Jack grabbed the first guard by the shoulder and threw him off the tower. He screamed as he fell, before abruptly stopping when he hit the ground. The remaining guard tried to bring around his rifle, but Jack was too fast, and smashed him in the nose with his pistol. Jack pulled off his helmet, and hit him several more times with the pistol’s grip, before the man slumped against the guard tower wall.
The guard at the gate was screaming, roused by the falling guard. Jack thought he could make out them calling for a medic. Jack watched him stride off through a rifle’s scope, past Mordecai. Mordecai panicked, and started pulling down the Nazi flag. That got the gate guard’s attention anew, and he reached for his pistol. Jack exhaled, curled his finger around the rifle’s trigger, and squeezed.

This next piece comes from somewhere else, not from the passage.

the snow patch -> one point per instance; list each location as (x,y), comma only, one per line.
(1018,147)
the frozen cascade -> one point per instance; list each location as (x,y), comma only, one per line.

The guard’s shoulder exploded in a mist of blood, and Mordecai covered the flag with his body. Jack trained the rifle on the opposite guard tower, but there were no openings facing him. They had been deliberately designed to protect even from each other. Jack slung the rifle from its shoulder strap, and slid down the ladder. With each step he cursed himself a little more for not realizing how exposed Mordecai was. Finally, about a third of the way towards the flagpole, Jack got an angle into the further tower, and dropped to one knee.
The guard was prone, rifle trained. It was a race, and the guard had a head start. Jack forced the rifle steady, settled the crosshairs over him-
The guard fired first, and Jack squeezed his trigger.
An instant later he was running towards Mordecai, who was teetering, blood flowing from a wound in his chest and onto the flag in his hand.
Gunfire stopped Jack in his tracks. The second guard in the tower was firing at him. Jack raised his rifle, sighted him in, and fired. The guard toppled out of the tower silently, before smashing on the cobbles below like a dropped pumpkin.
Jack glanced around, to be sure there were no more gunners headed towards them, then started back towards Mordecai. He had the flag attached to the rope, and was pulling it up. His hands were slicked with blood, and he was waving in the wind nearly as much as the flag.
Jack put his hands over Mordecai’s, and they continued to raise it together. When the flag reached the top of the pole, Jack tied it off.
Without the rope to hold him up, Mordecai collapsed onto the ground. Jack tore the Nazi flag into strips, and used them for a makeshift bandage. “How bad?” Mordecai asked.
“If you were a younger man, and I were a skilled surgeon, and you were already on my operating table…”
“Feh,” he said, with a shrug. “My wife was a goy. When they first brought us here, she’d tell me, every day, if we ever got separated, she’d see me again, if not in this life then in the next. She died here, standing up to those bullies. I couldn’t save her… but at least I finally got to make her proud. And maybe… maybe I will I get to see my wife again, like you said.”
“Is there, anything you want me to do?” Jack asked.
“Punch Hitler’s goddamned head off,” he said, coughing, “and tell him it was from Esther.” Jack heard the sound of armor moving down the road; he’d been at this long enough to know it was Allied armor, not German.
The speakers at the camp whined, before a voice came over them. “This is Resistance radio,” Fleming said. “If you’re a Nazi, know that your defenses are compromised, American armor is knocking on your front door, and your only shot at surviving the day is to surrender yourselves to that strapping chap in your courtyard. And do be polite about it, because he may well be looking for any excuse to tear your limbs off. This is Resistance radio, signing off. And Jack, I’m afraid our schedule is more rigorous than originally assumed. A train departed here not an hour before our arrival. If my figures are correct, you may be able to catch them by plane, depending on your skill at hitting something with a parachute.”